AP Features, June 29th, 2007
India needs a high-profile campaigner to promote safe sex in its fight against AIDS, as Thailand had in the 1990s with a senator who became known as Mr. Condom, a top official was quoted as saying Friday.
Mechai Viravaidya, a former Cabinet minister in Thailand, emerged as an AIDS-fighting crusader in the '90s with an aggressive campaign to distribute condoms and educate the Thai public about HIV, helping to significantly cut that country's infection rate.
K. Sujatha Rao, the head of India's National AIDS Control Program told The Times of India newspaper, that India needs a similar figure.
"We are very serious about finding India's very own Mr. Condom," Rao was quoted as saying.

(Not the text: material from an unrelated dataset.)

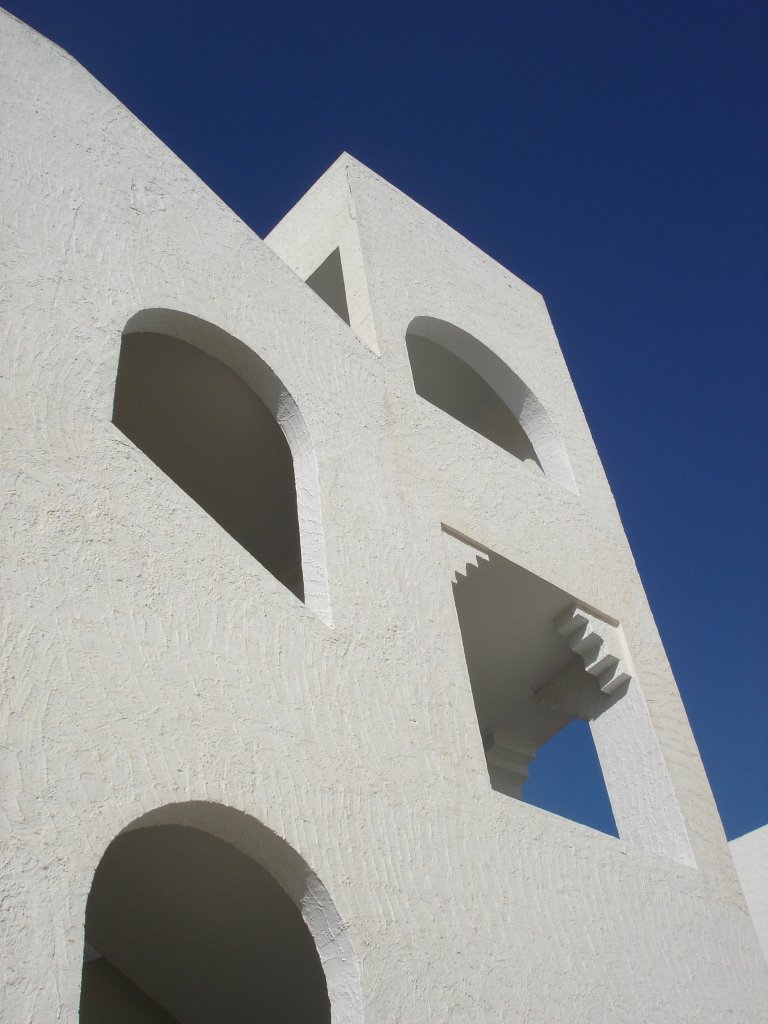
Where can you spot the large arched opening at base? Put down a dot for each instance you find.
(198, 914)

"He has to have a dynamic personality to change both government policy and public perceptions about HIV, AIDS, sex and condoms," Rao told the newspaper. "Most of India's AIDS epidemic is caused by sex and not infected blood transfusion."
India, a conservative country where even talking about sex is considered taboo, has faced enormous challenges in promoting condom use and safe sex.
UNAIDS said in data released last year that the country had the highest HIV infections in the world at 5.7 million.
Rao also told the newspaper that India's AIDS control program would recruit graduates from the country's top management schools to help devise strategies for promoting safe sex in the country.
In Thailand, Mechai's award-winning campaigning included visiting notorious nightspots to hand out condoms and holding contests to see who could blow condom-shaped balloons the fastest.